Background: Intra-tumor microbiota have been implicated in pancreatic ductal adenocarcinoma (PDAC) development, treatment response and post-treatment survivorship. Moreover, therapeutic interventions targeting microbiota may improve the response to chemotherapy and immunotherapy, further emphasizing the critical need to understand the origins of and growth of bacteria within the pancreatic tumor microenvironment. Here, we studied the role of several clinical factors on the bacterial colonization of PDAC. Results: We obtained matched tumor and normal pancreatic tissue specimens from 27 patients who had undergone surgical resection for PDAC between 2011 and 2015 from the University of Minnesota Biological Materials Procurement Network (BioNet). We found that 26 (48%) out of 54 pancreatic tissue samples harbored detectable bacterial communities using real-time PCR targeting the 16S rRNA gene. Bacterial colonization was detected significantly more frequently in samples from patients who had pancreatic head tumors, underwent Whipple procedure, or had preoperative biliary stent placement. There was also a significantly greater relative abundance of microbiota from the family Enterobacteriaceae among samples from patients who underwent biliary stent placement or neoadjuvant treatment with a combination of Gemcitabine and Paclitaxel.

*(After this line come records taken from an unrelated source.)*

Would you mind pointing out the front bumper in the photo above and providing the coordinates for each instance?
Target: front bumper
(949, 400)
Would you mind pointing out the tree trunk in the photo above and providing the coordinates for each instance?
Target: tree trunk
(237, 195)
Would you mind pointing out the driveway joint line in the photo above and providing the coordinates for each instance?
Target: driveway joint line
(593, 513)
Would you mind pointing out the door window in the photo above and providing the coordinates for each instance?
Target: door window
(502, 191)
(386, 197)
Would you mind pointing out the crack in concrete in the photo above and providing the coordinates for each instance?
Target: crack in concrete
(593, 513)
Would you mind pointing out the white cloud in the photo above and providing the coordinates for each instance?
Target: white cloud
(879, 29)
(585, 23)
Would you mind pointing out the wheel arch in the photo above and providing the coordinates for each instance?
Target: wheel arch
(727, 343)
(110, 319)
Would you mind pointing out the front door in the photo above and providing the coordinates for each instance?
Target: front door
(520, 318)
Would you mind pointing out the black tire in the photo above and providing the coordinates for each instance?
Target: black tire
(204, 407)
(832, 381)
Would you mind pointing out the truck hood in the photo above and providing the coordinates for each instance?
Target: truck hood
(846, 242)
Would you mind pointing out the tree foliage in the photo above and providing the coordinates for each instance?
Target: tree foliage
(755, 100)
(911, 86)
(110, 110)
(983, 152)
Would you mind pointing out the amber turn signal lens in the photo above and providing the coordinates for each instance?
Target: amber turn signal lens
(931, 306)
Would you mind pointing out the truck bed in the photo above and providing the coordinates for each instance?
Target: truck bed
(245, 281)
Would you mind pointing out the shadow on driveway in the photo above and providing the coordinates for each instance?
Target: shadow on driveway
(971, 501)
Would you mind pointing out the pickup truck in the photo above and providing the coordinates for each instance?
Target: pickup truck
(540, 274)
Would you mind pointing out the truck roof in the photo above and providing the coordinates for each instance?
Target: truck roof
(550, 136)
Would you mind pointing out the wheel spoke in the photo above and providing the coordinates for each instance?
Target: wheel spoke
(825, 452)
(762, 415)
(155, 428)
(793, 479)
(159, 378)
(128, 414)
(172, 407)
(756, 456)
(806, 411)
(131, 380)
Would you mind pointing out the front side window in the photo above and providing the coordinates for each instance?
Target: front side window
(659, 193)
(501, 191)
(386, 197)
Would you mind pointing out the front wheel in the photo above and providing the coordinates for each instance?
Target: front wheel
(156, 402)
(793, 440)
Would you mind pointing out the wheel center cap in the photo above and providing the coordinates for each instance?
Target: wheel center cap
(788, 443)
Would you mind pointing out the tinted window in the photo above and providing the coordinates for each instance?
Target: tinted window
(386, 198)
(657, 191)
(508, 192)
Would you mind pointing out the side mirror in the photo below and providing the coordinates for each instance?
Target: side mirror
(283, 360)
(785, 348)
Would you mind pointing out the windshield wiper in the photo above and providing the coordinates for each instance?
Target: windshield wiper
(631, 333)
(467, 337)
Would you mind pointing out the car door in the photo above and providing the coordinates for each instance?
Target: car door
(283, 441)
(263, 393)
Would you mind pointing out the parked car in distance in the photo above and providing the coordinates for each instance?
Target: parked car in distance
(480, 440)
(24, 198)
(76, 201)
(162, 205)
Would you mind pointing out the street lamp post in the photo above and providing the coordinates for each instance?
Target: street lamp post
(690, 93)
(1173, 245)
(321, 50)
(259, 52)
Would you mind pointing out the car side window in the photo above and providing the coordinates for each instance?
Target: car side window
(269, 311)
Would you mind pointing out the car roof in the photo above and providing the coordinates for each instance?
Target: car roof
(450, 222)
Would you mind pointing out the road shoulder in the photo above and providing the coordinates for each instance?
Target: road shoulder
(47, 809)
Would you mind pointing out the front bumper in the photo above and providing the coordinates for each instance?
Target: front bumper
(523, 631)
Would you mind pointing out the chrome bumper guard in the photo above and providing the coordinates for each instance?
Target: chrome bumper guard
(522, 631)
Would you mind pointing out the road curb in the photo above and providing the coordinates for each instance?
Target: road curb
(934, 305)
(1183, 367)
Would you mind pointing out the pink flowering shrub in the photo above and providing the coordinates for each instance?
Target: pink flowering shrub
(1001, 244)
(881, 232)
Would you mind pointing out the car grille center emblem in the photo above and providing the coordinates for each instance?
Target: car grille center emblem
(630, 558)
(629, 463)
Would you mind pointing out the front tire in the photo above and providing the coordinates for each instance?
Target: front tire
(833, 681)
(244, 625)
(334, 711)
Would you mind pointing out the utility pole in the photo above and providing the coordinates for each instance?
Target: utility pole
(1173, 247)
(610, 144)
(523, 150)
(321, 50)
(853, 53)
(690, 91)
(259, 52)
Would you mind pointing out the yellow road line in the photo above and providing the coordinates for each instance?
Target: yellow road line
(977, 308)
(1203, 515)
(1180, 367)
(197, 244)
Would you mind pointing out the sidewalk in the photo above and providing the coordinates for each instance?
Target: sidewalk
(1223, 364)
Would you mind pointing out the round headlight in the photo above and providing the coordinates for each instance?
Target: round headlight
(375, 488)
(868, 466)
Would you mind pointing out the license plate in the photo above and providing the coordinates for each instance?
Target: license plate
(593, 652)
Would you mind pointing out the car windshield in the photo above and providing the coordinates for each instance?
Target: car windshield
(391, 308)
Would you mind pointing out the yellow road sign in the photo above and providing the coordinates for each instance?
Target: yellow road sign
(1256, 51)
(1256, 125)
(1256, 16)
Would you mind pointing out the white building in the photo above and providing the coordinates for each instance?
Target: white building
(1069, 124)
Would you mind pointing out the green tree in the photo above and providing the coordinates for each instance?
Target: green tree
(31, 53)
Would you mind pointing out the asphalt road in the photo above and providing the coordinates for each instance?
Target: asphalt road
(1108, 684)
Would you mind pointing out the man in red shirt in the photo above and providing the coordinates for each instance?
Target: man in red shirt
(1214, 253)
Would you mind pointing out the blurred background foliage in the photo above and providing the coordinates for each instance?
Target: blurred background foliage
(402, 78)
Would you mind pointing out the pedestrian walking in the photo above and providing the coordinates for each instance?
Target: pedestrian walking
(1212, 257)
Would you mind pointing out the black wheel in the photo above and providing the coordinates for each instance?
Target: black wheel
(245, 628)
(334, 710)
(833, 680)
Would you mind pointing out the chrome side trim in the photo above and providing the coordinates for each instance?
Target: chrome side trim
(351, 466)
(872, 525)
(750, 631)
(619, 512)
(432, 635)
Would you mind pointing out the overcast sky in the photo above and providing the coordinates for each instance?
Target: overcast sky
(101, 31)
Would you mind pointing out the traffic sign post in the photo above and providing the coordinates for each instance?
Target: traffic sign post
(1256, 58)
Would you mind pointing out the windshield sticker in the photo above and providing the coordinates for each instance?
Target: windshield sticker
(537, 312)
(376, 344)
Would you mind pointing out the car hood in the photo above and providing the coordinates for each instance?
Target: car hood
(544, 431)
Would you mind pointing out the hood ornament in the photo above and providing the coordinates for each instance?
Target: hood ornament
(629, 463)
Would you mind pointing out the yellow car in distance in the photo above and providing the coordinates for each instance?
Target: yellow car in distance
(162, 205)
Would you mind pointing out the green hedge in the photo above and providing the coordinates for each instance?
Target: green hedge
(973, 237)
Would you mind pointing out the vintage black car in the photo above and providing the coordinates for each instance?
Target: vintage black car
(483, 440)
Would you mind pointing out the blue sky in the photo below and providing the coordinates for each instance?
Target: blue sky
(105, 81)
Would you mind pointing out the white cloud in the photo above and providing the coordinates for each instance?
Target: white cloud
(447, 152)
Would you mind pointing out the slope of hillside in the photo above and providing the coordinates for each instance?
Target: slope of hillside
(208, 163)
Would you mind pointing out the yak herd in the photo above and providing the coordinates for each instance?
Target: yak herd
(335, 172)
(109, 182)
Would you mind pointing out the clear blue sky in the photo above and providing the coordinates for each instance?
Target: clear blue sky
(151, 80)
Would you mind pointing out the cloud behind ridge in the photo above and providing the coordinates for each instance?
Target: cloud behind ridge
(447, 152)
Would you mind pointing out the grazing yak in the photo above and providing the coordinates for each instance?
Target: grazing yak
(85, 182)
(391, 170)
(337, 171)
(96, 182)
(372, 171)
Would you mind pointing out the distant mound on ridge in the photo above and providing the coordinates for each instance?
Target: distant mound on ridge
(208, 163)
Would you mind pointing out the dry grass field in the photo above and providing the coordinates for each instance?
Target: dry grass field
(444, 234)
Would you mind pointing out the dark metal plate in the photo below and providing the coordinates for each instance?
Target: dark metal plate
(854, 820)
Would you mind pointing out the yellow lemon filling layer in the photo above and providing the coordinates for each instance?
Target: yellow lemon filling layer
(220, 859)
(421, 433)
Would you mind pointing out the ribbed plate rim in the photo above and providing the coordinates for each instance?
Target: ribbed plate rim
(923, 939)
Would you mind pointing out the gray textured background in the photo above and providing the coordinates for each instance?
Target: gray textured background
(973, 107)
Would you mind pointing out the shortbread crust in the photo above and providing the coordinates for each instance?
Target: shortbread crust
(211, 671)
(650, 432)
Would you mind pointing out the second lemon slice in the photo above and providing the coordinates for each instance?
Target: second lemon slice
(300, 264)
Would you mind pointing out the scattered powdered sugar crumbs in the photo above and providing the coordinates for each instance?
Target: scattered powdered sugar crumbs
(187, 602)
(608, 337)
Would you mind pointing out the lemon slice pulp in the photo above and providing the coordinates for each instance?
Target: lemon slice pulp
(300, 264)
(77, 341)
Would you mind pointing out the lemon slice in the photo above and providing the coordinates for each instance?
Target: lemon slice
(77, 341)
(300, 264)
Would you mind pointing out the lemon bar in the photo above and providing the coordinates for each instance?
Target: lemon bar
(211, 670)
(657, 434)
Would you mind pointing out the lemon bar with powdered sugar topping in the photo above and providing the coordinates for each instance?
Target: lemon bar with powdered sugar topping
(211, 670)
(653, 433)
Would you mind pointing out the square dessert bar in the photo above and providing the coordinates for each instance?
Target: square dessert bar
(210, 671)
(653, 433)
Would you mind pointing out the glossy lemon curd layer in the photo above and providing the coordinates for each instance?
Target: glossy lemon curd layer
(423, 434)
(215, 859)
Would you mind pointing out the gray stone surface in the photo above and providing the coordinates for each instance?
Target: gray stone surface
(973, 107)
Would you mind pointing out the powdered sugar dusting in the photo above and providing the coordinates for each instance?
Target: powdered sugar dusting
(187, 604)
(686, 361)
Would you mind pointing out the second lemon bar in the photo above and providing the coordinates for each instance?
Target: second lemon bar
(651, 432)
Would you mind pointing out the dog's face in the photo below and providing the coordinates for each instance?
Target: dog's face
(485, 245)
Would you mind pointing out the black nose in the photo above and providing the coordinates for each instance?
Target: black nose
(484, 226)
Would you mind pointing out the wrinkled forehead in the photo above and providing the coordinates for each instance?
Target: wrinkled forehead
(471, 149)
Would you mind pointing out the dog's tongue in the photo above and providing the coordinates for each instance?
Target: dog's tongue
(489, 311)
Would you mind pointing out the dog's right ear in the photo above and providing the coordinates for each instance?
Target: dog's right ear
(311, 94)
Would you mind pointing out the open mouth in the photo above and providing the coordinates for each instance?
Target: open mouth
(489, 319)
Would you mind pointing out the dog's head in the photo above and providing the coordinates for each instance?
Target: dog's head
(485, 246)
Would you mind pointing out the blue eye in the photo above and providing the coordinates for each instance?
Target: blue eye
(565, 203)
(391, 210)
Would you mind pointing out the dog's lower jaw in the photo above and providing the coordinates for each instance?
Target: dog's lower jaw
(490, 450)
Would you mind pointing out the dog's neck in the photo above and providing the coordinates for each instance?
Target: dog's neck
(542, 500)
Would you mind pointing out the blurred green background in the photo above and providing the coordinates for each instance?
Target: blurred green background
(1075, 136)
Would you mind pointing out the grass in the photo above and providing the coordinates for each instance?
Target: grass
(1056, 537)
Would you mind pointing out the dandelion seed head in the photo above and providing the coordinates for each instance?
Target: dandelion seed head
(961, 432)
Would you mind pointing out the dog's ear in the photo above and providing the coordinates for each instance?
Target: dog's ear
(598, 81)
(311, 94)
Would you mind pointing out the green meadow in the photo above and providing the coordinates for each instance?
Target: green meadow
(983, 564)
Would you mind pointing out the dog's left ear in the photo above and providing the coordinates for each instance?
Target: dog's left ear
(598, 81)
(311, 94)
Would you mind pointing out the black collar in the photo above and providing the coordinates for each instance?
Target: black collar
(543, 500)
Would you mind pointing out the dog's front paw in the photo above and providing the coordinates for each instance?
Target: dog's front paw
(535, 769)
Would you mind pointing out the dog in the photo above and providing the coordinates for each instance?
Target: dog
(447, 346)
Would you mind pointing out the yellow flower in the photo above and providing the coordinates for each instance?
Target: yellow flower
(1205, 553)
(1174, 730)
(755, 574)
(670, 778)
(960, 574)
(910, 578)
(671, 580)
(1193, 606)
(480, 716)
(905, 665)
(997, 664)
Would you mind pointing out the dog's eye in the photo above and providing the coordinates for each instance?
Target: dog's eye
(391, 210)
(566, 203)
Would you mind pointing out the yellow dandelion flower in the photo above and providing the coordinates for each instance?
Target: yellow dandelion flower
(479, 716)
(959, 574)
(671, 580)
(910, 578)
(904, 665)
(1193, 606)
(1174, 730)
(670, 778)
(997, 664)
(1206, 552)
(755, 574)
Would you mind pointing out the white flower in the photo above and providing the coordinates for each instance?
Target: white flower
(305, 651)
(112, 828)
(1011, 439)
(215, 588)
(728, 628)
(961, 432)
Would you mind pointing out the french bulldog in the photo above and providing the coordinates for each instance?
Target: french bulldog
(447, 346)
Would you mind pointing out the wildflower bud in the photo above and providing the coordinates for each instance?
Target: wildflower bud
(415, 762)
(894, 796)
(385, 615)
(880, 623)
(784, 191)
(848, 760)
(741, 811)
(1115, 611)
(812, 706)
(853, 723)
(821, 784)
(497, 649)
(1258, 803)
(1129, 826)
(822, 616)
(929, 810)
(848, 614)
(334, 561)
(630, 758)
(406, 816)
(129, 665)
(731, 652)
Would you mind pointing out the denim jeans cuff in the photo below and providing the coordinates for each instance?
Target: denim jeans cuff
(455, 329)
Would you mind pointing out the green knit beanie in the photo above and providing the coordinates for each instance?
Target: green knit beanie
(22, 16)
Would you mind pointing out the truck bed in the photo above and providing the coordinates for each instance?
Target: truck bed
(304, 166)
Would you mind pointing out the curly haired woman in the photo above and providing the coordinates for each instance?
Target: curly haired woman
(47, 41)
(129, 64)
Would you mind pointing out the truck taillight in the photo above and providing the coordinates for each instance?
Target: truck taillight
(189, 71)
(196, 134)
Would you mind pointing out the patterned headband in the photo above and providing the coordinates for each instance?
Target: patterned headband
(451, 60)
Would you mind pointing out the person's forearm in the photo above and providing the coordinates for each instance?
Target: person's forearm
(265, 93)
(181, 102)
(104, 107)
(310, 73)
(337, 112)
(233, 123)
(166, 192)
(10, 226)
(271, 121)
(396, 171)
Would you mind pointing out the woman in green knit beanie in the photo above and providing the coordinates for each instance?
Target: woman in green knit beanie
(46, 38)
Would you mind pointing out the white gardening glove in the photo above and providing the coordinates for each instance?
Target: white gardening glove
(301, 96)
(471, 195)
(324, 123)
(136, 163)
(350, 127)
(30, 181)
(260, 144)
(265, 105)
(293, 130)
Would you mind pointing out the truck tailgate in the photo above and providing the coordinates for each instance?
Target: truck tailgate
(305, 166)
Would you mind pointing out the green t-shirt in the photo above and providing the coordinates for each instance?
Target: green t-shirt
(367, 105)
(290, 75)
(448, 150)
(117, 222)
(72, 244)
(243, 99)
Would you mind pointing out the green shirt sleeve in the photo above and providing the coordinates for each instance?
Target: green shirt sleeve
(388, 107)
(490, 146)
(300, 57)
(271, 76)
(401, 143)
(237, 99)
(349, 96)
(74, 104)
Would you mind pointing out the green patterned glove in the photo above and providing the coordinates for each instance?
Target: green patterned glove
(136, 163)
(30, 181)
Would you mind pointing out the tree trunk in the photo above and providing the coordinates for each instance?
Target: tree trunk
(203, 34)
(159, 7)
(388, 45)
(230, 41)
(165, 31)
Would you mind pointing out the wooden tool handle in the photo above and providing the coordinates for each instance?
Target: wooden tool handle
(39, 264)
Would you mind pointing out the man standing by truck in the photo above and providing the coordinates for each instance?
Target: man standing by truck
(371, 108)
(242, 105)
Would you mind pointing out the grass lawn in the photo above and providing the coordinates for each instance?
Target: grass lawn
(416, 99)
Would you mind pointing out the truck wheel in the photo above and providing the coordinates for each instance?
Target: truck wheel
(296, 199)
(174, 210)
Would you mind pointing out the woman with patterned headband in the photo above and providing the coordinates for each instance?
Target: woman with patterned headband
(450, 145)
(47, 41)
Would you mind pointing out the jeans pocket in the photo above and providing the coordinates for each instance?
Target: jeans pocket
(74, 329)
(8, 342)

Conclusions: These findings suggest that biliary stent placement and neoadjuvant chemotherapy are associated with specific alterations that promote the infiltration and growth of intra-tumor bacteria in the setting of PDAC. Further studies exploring whether specific bacterial communities could contribute to increased chemoresistance will be essential for optimizing medical therapies in the future.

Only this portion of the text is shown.